We also notice that the infer uses the float data type which traditionally we avoid in favour of money and decimal for precision reasons.

we can see in the spark log that the InferSchema does indeed result in a full second pass over the data and roughly will increase overall time by 33% if we consider the below
- 1 unit of work to read into initial data frame
- 1 unit of work to InferSchema
- 2 units of work to write. Writing is about 2x slower than reading.

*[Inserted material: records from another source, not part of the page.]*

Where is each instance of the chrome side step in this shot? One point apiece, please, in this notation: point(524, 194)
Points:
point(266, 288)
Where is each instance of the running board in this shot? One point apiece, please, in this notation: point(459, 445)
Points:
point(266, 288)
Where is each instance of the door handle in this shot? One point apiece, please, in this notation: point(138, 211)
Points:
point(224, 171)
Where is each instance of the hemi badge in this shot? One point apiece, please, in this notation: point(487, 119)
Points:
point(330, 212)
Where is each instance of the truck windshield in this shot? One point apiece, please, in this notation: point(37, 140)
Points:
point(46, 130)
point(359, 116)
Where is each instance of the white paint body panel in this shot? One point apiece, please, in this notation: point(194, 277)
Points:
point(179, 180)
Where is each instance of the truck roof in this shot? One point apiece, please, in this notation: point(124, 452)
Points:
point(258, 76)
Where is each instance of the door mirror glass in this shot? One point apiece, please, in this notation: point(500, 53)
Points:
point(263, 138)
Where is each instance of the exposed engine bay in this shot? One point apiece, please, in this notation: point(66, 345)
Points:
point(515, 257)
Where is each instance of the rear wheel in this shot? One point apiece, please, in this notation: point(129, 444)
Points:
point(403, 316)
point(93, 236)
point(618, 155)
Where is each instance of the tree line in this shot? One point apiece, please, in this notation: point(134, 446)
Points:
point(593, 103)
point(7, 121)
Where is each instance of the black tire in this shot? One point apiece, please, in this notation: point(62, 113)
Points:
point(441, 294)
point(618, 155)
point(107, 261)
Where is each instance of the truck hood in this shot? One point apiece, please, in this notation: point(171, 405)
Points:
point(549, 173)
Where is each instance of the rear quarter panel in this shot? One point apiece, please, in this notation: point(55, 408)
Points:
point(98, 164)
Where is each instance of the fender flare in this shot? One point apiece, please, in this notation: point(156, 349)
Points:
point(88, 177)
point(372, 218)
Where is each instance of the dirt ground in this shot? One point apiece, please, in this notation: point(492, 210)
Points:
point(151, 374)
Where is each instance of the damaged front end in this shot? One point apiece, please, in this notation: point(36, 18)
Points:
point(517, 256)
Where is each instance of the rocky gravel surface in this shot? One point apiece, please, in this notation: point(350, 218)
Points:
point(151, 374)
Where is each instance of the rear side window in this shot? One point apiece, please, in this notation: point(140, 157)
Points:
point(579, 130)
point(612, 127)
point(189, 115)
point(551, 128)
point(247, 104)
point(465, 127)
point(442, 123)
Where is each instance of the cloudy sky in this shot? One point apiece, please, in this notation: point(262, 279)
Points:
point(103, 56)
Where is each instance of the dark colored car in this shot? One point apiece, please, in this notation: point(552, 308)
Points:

4. PySpark using insertInto
In this style of code we assume the table is created separately and then use insertInto to insert data into columns with pre-defined data types. Columns are inserted based on ordinal values AFAIK.
file_path = "Files/Test/TestCSV6.csv"
df = spark.read.format("csv").option("header", True).load(file_path)
df.write.insertInto("testcsv5s")
We have never actually used this approach on any POCs or actual customer projects yet as it would need you to also manage truncate or deletion and of course the create process.
Test Results
We ran the same CSV through all four scenarios to test query performance and results are below

Conclusions and Best Practices
For us we generally need to have some form of data typing, otherwise we get a whole can of worms when dates and numbers go into strings.
The InferSchema is significantly faster and easier than applying a STRUCT within the notebook. However it isn’t exactly guaranteed, so this could result in functional issues
In most cases we would recommend (and use) the InferSchema and go for the faster/easier option.
In the future we may be exploring the use of insertInto. This does have the benefit of only creating the schema once and not having to then rescan the data types on every single file read.
One hybrid option is inferSchema if the table doesnt exist and then insertInto if it does, for the best of both worlds.
Drop us a note on twitter if you have any other insights into best practices here.
https://twitter.com/bob_duffy
The Perfect Extract Solution for Automation
As you may know we put a lot of work into Fabric automation and trying to get the perfect balance of agility, extensibility with more details below.
So far, I think the design we will choose for that is
- Use Infer Schema for when table is not present by default
- Use insertInto for when table is present by default
- Have a meta data option to specify DDL for columns if you want “perfect” staging tables and to spend the effort, or if inferSchema gives you functional issues. if this is present default to this method.
- Have metadata flag to toggle if you always drop, overwrite, append or truncate with a default of overwrite.
- Allow override of all defaults for tuning
This will give a framework that “just works” for 99% of files, but also allows to override the basic behaviour when something more specialist is needed. Sure the template becomes a bit more complex, but as its write once use thousands of times within an automation framework, that doesn’t matter as much.